Bramanti Stefania, Mannina Daniele, Chiappella Annalisa, Casadei Beatrice, De Philippis Chiara, Giordano Laura, Navarria Pierina, Mancosu Pietro, Taurino Daniela, Scorsetti Marta, Carlo-Stella Carmelo, Zinzani Pierluigi, Santoro Armando, Corradini Paolo
IRCCS Humanitas Research Hospital, Humanitas, Cancer Center, Milano, Rozzano Milano, Italy.
IRCCS Istituto Nazionale Tumori, Milano, Italy.
Bone Marrow Transplant. 2025 Jan;60(1):32-38. doi: 10.1038/s41409-024-02427-8. Epub 2024 Oct 9.
The optimization of bridging regimen before chimeric antigen receptor (CAR)-T cell therapy in diffuse large B-cell lymphoma (DLBCL) may impact CAR-T efficacy and outcome. This retrospective study evaluates CAR-T outcome after bridging with radiotherapy (RT) and other bridging strategies.

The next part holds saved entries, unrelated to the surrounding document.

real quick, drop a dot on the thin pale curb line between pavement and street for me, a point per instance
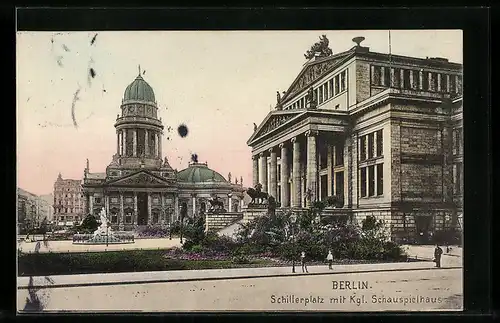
(156, 281)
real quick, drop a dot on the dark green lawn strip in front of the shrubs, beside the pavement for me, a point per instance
(45, 264)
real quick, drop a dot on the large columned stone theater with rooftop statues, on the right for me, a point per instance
(381, 132)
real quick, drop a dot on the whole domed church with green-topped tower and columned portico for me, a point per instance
(139, 186)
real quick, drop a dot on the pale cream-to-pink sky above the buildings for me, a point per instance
(217, 83)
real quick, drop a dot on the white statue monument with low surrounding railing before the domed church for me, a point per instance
(103, 235)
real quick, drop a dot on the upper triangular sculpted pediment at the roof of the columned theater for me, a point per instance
(312, 72)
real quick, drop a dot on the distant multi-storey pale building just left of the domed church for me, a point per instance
(69, 204)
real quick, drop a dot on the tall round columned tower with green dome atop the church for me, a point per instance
(138, 129)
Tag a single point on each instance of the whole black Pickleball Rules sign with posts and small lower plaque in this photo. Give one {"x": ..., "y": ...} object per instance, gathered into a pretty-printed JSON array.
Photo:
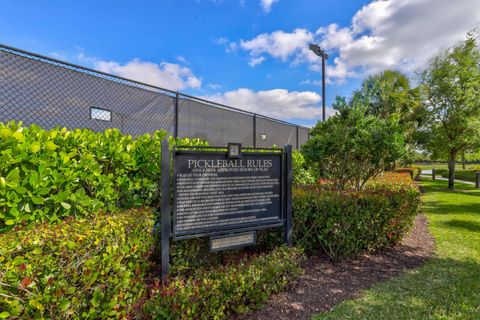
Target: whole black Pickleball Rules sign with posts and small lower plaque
[{"x": 226, "y": 194}]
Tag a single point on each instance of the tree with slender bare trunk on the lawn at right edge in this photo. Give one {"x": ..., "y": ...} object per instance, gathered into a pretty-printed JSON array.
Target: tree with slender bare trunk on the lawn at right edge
[{"x": 451, "y": 88}]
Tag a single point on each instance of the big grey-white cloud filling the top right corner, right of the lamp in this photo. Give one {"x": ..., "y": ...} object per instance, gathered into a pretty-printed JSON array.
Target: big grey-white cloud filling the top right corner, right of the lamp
[{"x": 401, "y": 34}]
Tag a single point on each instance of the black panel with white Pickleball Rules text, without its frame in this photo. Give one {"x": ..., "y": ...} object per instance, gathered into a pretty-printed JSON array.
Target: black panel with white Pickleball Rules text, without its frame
[{"x": 215, "y": 193}]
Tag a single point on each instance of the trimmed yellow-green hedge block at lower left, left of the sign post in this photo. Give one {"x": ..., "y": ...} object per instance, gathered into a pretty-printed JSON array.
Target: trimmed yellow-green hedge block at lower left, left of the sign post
[{"x": 90, "y": 268}]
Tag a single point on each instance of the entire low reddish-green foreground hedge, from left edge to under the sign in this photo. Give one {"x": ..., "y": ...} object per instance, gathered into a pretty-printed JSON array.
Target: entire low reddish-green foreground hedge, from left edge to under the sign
[{"x": 104, "y": 267}]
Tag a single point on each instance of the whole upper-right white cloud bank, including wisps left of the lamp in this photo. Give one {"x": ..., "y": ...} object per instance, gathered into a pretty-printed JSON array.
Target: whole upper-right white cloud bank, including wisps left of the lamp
[{"x": 400, "y": 34}]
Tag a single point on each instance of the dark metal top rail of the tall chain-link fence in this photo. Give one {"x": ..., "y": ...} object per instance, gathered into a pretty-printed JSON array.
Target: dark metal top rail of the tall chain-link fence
[{"x": 77, "y": 68}]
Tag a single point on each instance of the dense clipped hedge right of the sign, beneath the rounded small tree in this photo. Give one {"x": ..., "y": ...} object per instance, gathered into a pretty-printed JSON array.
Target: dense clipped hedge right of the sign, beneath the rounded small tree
[{"x": 343, "y": 223}]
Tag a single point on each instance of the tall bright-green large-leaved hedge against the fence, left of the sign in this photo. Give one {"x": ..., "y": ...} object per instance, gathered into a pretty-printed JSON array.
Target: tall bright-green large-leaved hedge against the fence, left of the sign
[{"x": 45, "y": 175}]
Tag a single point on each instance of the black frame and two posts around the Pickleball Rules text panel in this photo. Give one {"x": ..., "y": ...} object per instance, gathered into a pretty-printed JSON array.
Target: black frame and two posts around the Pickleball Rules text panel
[{"x": 165, "y": 207}]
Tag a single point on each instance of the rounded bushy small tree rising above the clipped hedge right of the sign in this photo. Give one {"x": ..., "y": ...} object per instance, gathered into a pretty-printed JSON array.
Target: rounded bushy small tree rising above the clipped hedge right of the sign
[{"x": 352, "y": 147}]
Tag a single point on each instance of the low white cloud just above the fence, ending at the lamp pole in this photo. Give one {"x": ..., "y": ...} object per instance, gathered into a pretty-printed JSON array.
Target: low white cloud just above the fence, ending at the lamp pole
[{"x": 276, "y": 103}]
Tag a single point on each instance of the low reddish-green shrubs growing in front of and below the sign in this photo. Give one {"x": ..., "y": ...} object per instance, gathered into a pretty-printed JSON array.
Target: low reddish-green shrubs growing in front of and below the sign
[{"x": 225, "y": 290}]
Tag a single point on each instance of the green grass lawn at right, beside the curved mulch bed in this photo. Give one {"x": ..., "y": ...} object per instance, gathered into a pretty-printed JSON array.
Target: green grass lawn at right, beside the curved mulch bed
[{"x": 446, "y": 287}]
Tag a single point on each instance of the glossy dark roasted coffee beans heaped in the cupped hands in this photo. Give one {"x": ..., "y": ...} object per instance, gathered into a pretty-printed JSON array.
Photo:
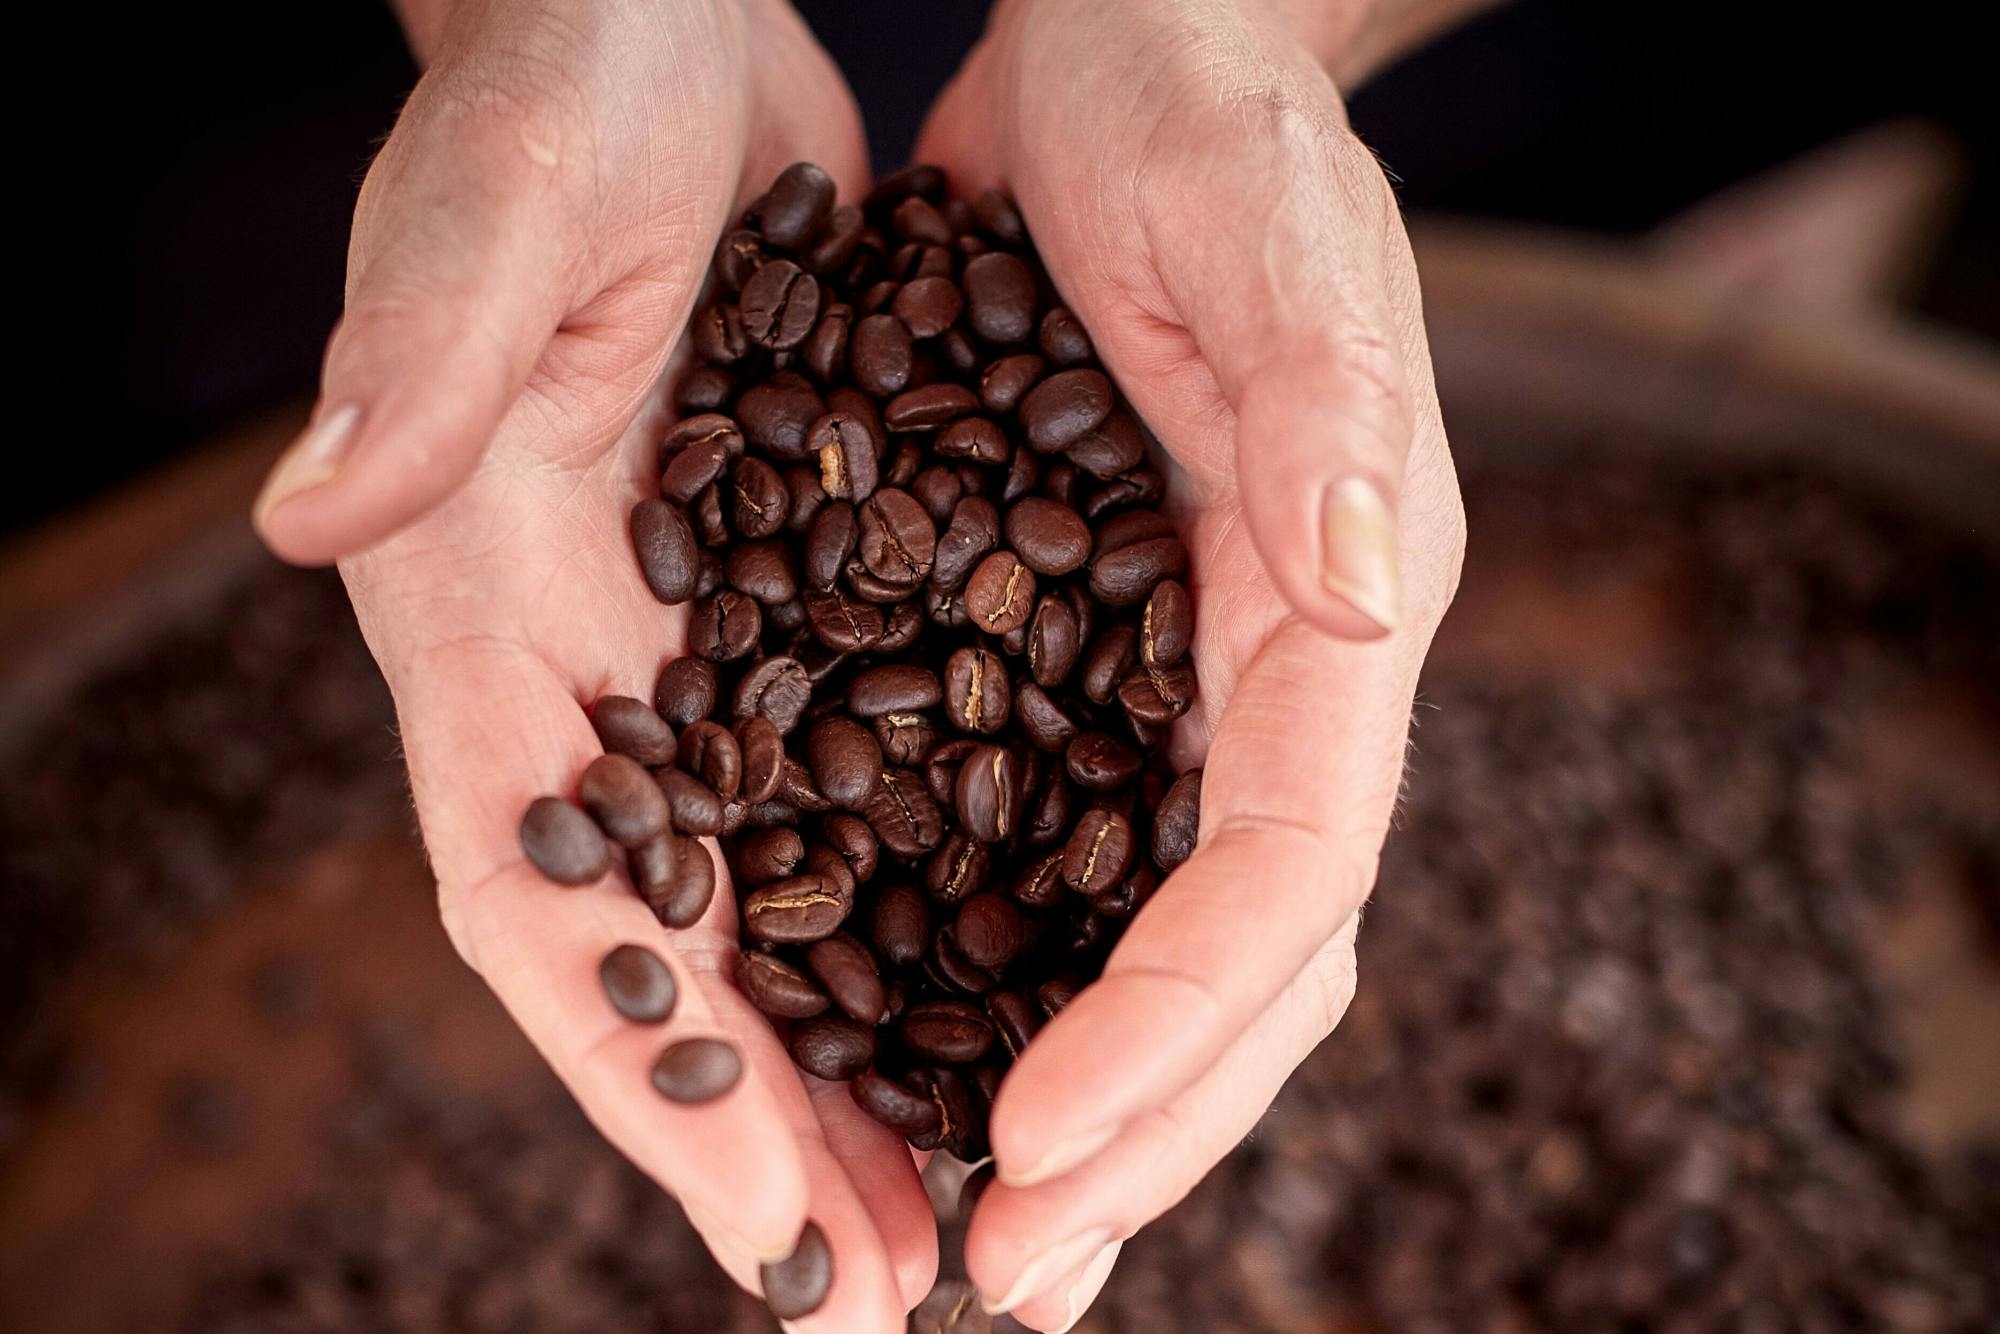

Among 148 patients with relapsed/refractory DLBCL who underwent leukapheresis for CAR-T manufacturing, 31 received RT-bridging, 84 chemotherapy (CT), 33 no-bridging or steroid-only. CAR-T cell were infused in 96.8% of RT-group, 89.2% of CT-group and 78.8% of no-bridge-group (p = 0.079). Response to bridging was generally poor, but patients receiving RT had a significant reduction in LDH levels between pre- and post-bridging (p = 0.05). The one-year PFS was 51.2% in the RT-group, 28.2% in the CT-group, and 47.6% in the no-bridge-group (p = 0.044, CT-bridging vs RT-bridging); 1-year OS was 86.7% in the RT-group, 52.7% in the CT-group and 69% in the no-bridge-group (p = 0.025, CT-bridging vs RT-bridging). We observed a higher incidence of ICANS in patients who received CT than in others (20.0% CT-group, 3.3% RT-group, 7.7% no-bridge group; p = 0.05). In conclusion, RT-bridging is associated with lower drop-out rate and CAR-T toxicity, and it might be preferred to other bridging strategies for patients with localized disease or for those with one prevalent symptomatic site.
在弥漫性大B细胞淋巴瘤(DLBCL)中,嵌合抗原受体(CAR)-T细胞治疗前桥接方案的优化可能会影响CAR-T细胞的疗效和治疗结果。这项回顾性研究评估了放疗(RT)桥接和其他桥接策略后的CAR-T细胞治疗结果。在148例接受白细胞分离术以制备CAR-T细胞的复发/难治性DLBCL患者中,31例接受了RT桥接,84例接受了化疗(CT),33例未进行桥接或仅使用类固醇。RT组96.8%的患者、CT组89.2%的患者和无桥接组78.8%的患者输注了CAR-T细胞(p = 0.079)。桥接治疗的反应总体较差,但接受RT治疗的患者在桥接前后LDH水平显著降低(p = 0.05)。RT组的1年无进展生存期(PFS)为51.2%,CT组为28.2%,无桥接组为47.6%(p = 0.044,CT桥接与RT桥接相比);RT组的1年总生存期(OS)为86.7%,CT组为52.7%,无桥接组为69%(p = 0.025,CT桥接与RT桥接相比)。我们观察到接受CT治疗的患者中免疫效应细胞相关神经毒性综合征(ICANS)的发生率高于其他患者(CT组20.0%,RT组3.3%,无桥接组7.7%;p = 0.05)。总之,RT桥接与较低的退出率和CAR-T细胞毒性相关,对于局限性疾病患者或有一个主要症状部位的患者,它可能比其他桥接策略更可取。